現在のWindowsの源流である「Windows NT」は、POSIX(IEEE 1003.1)準拠のOSとして開発され、当初は「POSIXサブシステム」というサブシステムと「Services for UNIX(SFU)」というUNIXとの互換性機能を備えていました。また、「NTFS」ファイルシステムには、POSIXサポートのために、大文字と小文字を区別するファイル名とディレクトリ名、ファイルやディレクトリのパーミッション、ハードリンクなどの機能が実装されました。
その後、POSIXサブシステムは廃止され、「UNIXベースアプリケーション用サブシステム(Subsystem for UNIX-Based Application、SUA)」に置き換わりましたが、「Windows 8.1」と「Windows Server 2012 R2」からは削除されました。WindowsにおけるPOSIXサポートはここでひとまず中断しましたが、その成果は「Windows 10」に導入された「Linux用Windowsサブシステム(Windows Subsystem for Linux、WSL)」(バージョン1709から一般提供開始、WSL2はバージョン1903以降)に引き継がれています。

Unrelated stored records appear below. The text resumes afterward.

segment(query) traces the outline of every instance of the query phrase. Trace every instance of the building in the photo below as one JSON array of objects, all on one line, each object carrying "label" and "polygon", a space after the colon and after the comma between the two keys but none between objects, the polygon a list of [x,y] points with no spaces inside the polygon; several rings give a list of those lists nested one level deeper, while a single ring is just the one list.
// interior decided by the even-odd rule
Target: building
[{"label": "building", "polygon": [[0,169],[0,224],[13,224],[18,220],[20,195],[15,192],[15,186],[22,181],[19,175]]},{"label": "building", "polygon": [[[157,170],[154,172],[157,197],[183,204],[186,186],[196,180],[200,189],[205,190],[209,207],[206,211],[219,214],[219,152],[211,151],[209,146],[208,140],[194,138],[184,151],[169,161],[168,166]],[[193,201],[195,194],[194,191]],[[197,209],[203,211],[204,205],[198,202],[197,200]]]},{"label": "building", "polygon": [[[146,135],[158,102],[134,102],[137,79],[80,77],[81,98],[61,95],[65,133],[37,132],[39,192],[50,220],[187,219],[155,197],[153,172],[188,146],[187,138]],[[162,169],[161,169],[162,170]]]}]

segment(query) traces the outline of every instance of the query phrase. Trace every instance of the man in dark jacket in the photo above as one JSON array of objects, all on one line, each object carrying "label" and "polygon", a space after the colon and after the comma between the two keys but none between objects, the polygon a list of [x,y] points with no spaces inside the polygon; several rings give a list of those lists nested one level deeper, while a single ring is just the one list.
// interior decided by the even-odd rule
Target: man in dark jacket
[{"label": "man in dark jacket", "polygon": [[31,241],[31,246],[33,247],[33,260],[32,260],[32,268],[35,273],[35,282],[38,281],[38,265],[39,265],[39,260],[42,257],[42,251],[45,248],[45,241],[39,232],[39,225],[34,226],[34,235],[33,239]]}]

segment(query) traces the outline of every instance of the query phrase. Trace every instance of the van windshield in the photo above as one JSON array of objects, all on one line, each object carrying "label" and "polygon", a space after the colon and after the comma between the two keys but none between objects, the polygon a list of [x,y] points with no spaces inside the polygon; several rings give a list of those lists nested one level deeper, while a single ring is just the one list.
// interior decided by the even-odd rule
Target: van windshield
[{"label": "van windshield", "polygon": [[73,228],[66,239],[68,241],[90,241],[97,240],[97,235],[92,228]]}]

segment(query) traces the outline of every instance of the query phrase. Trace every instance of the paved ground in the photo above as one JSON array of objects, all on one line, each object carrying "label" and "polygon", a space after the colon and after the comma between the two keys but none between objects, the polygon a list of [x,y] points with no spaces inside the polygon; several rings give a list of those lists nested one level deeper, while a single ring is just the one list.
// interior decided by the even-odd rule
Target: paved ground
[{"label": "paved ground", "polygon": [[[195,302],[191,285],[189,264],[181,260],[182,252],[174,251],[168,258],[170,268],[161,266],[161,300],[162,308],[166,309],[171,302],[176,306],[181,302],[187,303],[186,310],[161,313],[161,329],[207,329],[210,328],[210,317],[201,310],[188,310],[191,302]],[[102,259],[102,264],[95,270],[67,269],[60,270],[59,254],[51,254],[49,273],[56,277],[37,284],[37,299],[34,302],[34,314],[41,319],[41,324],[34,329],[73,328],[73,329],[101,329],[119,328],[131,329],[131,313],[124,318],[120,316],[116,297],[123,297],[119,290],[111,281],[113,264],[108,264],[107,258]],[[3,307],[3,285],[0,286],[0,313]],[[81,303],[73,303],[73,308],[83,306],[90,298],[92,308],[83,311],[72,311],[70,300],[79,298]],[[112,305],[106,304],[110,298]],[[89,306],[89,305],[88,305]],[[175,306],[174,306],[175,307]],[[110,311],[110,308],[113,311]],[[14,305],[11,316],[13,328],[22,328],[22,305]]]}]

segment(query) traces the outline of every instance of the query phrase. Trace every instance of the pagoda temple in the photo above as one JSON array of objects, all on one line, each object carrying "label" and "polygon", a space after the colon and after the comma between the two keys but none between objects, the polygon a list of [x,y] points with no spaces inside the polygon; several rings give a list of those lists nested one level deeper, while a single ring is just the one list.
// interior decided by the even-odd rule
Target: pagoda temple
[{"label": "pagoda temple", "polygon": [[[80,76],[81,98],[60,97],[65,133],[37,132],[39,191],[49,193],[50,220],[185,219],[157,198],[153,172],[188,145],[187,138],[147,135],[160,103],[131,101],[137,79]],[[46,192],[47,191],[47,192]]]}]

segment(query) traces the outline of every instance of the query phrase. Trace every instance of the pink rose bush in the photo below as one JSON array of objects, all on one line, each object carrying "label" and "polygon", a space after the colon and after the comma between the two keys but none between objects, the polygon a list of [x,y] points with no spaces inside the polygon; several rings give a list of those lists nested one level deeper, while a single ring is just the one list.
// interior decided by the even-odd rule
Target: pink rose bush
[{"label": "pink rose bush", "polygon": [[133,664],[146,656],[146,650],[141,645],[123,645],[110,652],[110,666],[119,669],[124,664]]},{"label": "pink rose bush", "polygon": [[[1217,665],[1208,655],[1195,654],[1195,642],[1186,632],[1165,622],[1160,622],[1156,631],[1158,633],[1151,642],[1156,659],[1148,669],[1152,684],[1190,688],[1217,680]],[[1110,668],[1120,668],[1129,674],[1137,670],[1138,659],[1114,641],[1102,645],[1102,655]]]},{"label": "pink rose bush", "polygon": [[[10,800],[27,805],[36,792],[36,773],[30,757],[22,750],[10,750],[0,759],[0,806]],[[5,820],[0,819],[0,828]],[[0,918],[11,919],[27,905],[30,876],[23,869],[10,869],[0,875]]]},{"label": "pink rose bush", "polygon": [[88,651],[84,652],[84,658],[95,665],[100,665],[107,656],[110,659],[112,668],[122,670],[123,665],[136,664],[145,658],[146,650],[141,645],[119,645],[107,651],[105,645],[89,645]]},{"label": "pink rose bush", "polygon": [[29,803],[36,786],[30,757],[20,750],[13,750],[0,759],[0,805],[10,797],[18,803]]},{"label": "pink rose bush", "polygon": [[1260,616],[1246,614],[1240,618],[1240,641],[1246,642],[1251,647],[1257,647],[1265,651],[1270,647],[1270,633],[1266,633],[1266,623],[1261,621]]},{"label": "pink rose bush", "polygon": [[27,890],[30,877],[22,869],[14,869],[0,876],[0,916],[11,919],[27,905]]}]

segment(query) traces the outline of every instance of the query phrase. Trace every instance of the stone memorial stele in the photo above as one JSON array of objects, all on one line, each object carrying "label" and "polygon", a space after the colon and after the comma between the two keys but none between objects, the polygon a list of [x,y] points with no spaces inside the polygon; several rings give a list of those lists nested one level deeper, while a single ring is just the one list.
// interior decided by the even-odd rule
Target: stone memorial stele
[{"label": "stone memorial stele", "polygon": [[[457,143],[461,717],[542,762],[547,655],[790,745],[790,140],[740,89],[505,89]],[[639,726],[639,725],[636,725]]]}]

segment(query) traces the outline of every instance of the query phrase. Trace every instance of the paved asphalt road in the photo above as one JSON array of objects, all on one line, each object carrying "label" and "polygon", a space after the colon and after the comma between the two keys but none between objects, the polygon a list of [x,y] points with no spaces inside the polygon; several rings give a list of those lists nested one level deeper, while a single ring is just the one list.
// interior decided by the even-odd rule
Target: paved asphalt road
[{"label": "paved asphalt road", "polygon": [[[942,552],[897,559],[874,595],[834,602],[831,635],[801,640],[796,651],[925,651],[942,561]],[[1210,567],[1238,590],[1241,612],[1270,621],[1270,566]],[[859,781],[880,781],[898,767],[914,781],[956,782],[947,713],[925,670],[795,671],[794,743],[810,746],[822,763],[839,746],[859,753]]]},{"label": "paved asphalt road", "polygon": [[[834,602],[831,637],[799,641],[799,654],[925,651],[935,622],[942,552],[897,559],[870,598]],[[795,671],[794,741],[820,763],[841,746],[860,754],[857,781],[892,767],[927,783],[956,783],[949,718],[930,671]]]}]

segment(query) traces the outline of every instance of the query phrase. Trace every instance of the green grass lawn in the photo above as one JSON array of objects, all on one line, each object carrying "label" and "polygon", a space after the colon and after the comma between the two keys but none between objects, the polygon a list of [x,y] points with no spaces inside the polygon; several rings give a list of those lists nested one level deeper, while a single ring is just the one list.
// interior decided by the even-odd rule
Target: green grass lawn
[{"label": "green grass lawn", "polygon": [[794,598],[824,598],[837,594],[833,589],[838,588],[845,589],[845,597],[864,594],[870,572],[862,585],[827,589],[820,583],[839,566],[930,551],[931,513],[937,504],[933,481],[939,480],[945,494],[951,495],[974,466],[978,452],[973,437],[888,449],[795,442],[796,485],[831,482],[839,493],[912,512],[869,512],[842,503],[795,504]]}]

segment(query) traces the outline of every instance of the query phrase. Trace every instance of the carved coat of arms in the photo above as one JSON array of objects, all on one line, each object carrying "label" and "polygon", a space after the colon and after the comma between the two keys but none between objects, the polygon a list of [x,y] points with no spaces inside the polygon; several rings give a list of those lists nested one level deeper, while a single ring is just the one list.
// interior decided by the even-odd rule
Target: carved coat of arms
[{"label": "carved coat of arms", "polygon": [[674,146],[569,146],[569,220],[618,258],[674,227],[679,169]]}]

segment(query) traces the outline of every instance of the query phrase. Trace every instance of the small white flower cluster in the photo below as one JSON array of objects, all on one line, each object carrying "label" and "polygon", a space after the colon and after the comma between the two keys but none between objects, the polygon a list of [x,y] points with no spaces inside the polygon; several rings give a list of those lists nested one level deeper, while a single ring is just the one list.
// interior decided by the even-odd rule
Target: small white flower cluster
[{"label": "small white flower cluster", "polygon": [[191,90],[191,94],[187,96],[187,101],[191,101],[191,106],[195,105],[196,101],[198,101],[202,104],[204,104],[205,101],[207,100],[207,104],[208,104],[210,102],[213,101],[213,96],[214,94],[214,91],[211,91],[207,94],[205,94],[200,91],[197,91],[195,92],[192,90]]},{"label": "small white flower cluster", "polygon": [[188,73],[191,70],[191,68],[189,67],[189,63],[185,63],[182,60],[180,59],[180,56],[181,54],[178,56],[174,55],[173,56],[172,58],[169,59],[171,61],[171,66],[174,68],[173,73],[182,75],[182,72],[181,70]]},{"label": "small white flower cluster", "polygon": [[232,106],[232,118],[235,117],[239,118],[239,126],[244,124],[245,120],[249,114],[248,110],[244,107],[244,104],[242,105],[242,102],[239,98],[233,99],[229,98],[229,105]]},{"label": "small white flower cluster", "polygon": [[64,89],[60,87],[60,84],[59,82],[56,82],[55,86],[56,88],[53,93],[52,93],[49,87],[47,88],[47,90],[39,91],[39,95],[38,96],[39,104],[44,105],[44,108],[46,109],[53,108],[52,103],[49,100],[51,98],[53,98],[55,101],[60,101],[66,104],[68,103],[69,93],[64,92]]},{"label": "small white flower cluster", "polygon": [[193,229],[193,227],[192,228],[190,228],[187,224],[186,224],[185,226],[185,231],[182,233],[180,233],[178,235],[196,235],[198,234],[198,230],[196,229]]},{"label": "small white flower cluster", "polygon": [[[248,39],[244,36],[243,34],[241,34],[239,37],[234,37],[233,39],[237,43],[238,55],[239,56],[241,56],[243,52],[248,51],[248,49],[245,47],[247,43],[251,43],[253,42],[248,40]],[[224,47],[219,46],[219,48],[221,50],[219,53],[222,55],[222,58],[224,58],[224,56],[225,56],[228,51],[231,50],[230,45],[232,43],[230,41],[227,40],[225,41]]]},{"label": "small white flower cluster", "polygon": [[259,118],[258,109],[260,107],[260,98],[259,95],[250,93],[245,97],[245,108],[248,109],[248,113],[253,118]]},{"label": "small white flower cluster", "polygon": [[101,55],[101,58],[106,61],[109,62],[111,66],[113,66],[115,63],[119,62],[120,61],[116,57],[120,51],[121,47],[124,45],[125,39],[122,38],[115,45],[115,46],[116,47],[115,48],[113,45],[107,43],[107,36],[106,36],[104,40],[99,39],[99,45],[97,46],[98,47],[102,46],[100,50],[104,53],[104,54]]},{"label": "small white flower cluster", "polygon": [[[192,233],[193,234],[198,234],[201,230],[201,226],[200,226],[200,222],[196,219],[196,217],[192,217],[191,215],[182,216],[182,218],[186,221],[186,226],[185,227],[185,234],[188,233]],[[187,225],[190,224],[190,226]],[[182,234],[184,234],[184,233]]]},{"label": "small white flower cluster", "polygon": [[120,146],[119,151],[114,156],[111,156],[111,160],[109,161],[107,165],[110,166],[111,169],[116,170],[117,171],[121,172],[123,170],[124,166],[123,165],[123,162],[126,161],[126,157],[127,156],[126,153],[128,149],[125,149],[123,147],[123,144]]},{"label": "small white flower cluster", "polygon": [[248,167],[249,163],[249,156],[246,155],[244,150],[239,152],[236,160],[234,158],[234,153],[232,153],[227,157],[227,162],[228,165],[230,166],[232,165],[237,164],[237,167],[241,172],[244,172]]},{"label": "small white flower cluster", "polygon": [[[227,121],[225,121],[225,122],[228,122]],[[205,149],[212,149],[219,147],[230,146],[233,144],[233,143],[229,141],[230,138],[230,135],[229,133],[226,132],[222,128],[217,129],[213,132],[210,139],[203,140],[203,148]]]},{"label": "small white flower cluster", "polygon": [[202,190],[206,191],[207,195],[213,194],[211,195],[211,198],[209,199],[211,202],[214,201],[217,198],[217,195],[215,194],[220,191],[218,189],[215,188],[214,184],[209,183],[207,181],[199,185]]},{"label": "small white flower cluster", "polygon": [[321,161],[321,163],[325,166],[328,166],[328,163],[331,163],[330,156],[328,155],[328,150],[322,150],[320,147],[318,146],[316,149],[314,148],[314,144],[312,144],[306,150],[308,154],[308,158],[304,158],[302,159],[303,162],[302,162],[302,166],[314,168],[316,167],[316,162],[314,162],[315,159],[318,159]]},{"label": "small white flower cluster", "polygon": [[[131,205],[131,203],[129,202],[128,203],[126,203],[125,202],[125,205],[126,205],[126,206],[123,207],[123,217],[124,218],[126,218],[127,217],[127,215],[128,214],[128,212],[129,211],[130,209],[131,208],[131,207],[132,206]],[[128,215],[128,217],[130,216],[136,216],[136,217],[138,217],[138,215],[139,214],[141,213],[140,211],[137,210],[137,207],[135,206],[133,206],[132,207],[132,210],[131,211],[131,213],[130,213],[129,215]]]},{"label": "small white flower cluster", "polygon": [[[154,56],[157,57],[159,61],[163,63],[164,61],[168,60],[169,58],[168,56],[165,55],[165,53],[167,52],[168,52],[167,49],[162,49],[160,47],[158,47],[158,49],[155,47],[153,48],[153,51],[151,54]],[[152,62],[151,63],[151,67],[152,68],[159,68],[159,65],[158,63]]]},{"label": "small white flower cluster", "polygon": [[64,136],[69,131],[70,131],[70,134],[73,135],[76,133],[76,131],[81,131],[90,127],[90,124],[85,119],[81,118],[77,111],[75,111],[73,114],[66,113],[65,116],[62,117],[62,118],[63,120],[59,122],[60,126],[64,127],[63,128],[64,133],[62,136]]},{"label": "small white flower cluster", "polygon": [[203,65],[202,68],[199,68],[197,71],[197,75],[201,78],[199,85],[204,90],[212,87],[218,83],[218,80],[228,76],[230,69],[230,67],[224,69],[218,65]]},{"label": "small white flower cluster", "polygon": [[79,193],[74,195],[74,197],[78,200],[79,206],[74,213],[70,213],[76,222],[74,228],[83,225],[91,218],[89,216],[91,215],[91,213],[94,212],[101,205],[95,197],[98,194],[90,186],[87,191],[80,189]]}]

WindowsとPOSIXの関係について、いろいろはしょって説明しましたが、要はWindowsにおけるPOSIXサポートは続いており、WindowsとWSL/WSL2のLinuxシェルのファイルシステム間で相互にファイルをやりとりできるようになったいま、POSIXサポートはさらに強化されているということです。
Windows 10 Fall Creators Update(バージョン1709、RS3)では、NTFSボリュームの新機能として「POSIXスタイル(POSIXセマンティクス)の削除」がサポートされました。「FSUTIL」コマンドの日本語版における出力結果には「POSIXスタイルのリンク解除と名前変更をサポート」と表示されますが、「POSIXスタイルのunlinkとrenameのサポート」です(画面1)。
Windowsでは、あるアプリケーションは別のアプリケーションによって排他的に(ファイルハンドルが)開かれているファイルを、たとえ共有モードで削除が許可されている場合でも、それを即座に削除することができません。